In the 1920s, Sinclair Lewis wrote a great novel about a more sympathetic ecclesiastical entertainer and hustler, Elmer Gantry, who was in it for the money and didn't, like Pat Robertson, accuse feminists of practicing witchcraft, being lesbians, and most of all, socialists seeking to destroy capitalism. Elmer never said that supporting Gay Rights might lead to the Lord to unleash great storms, terrorists, even meteors on the Godless secular humanists. But those were simpler times, when Cal Coolidge said that the business of America was business and many of Pat's like minded fundamentalist evangelists claimed that hell would freeze over if the Catholic Democrat, Al Smith reached the White House (not to mention a possible Papal invasion across the Atlantic through an underground tunnel). Fortunately, Giuliani, while an Italian American Catholic, is a Republican, very different not only from Smith but from the Italian people who, along with many Jewish and non Jewish Eastern Europeans, were victims of the racist exclusionary quota system for immigration that right-wing Republicans, with the active support of fundamentalist evangelists, instituted in the National Origins Act of 1924.
Robertson went on to say that the major issue of the day was "the defense of our population from the blood lust of Islamic terrorists" (rhetoric that Osama and his friends not only understand but often employ).
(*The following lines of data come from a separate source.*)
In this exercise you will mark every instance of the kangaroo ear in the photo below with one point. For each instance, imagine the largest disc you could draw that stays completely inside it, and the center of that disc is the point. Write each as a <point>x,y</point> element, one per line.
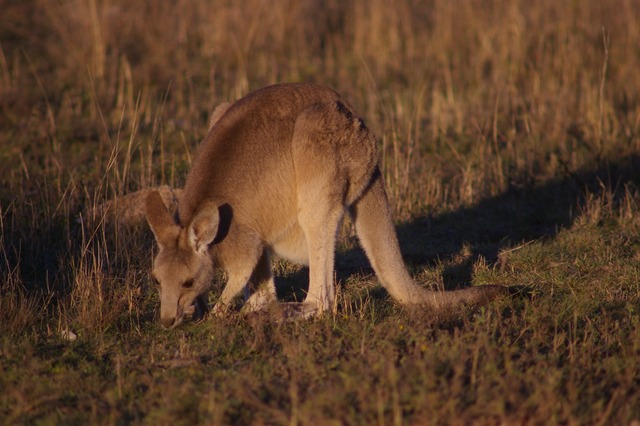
<point>204,226</point>
<point>160,220</point>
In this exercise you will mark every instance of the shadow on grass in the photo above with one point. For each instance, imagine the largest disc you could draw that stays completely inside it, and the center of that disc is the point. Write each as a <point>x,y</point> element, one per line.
<point>522,214</point>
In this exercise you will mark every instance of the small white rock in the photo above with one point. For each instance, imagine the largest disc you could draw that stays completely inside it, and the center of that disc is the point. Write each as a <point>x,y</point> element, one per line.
<point>68,335</point>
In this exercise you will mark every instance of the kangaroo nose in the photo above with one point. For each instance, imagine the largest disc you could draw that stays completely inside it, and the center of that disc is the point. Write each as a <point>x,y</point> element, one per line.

Even though the Republicans are in deep trouble politically because of their disastrous policies on a great many levels and in a great many areas, polls still show that they are regarded as better on the issue of "terrorism" than the Democrats.
Unfortunately most Americans don't know or have forgotten that the Al Qaeda group came into existence in Afghanistan in 1988 as an expansion of the foreign jihadists whom the Reagan administration and its CIA actively funded, recruited, and called "freedom fighters" in its counter-revolutionary war against the Communist led government of Afghanistan and its Soviet military allies, The Democrats never in all the "official investigations" of September 11 really asked the right questions about Osama bin Laden's extensive CIA-Pakistani ISI connections through the 1980s when he was the leader and fund-raiser for the large contingent of Saudi jihadists, the core group for Al Qaeda. Nor did the Democrats really ask why, after bin Laden turned against the U.S. in the post Soviet period, U.S. intelligence was more interested in covering up its previous relationship with him and in engaging in the sort of cowboy foreign policy associated with Ronald Reagan in the 1980s, that is, developing special forces to hunt him down and kill him, rather than following the money to Saudi Arabia, acting against the Taliban government in Afghanistan whose major protectors were the Saudis and the Pakistanis, and in effect crippling Al Qaeda before they undertook the September 11 attacks. Much of this is part of the record, and scholarship and media in many countries, including France and India in terms of bin Laden's Pakistani and CIA history have long recorded this. Only ignorance of the facts and a simpleminded belief that militaristic rhetoric (which the Republicans have long used) constitutes a strong foreign policy explains these poll numbers, and both progressives fighting against the Bush administration and the Democrats themselves, for their own interests should be actively educating the public on these issues instead of avoiding them and letting the Republicans profit politically form the September 11 disaster their policies played a central role in creating.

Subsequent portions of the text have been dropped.